Ora, é precisamente esta preocupação do legislador, no fundo a abrangência de todas as circunstâncias factuais a ponderar em qualquer decisão que abranja o futuro da criança, que fundamenta a decisão impugnada. 

O que sucedeu nestes autos é que os progenitores, mais uma vez, não se entendem quanto ao pagamento das despesas de saúde. E como o assegurar a saúde das crianças é um factor essencialíssimo para afastar o perigo em que elas se encontravam, o Ex. Sr.

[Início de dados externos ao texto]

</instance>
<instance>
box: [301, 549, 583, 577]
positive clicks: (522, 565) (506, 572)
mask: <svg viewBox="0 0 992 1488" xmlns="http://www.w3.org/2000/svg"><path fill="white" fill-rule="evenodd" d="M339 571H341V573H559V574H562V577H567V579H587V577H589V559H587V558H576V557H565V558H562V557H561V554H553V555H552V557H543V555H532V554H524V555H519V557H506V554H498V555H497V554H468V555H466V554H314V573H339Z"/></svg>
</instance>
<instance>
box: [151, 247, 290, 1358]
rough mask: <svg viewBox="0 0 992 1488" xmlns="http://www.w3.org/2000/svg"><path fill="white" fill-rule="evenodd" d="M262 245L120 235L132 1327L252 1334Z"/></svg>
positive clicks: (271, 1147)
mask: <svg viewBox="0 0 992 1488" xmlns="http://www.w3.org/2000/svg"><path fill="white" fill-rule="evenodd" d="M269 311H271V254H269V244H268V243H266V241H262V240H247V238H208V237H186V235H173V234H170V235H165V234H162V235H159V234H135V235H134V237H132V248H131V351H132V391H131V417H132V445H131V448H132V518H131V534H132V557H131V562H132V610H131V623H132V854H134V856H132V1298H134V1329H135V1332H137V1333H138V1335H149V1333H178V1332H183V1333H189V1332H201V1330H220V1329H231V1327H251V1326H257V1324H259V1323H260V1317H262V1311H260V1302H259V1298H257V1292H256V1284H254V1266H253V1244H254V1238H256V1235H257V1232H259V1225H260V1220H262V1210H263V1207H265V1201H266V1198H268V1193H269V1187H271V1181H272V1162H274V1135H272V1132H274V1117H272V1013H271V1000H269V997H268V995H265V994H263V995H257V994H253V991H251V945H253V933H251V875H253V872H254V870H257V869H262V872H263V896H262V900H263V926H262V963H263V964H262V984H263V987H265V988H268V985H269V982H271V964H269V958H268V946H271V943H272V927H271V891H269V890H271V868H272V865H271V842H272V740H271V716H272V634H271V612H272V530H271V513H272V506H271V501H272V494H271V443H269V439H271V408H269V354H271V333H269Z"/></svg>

Juiz no âmbito da concretização da medida de promoção e protecção decretada , estipula o pagamento das despesas.

Com efeito, já não está em causa o comportamento de cada um dos progenitores como causa para a situação criada para a criança ,mas pura e simplesmente a concretização de medidas ordenadas para o bem estar desta.      

Daí que o despacho impugnado não se insira na tramitação de um qualquer processo de regulação do exercício do poder paternal, mas seja visto como a única forma de sair de um impasse criado pelos progenitores, a fim de que a medida aplicada possa ter qualquer êxito.[1]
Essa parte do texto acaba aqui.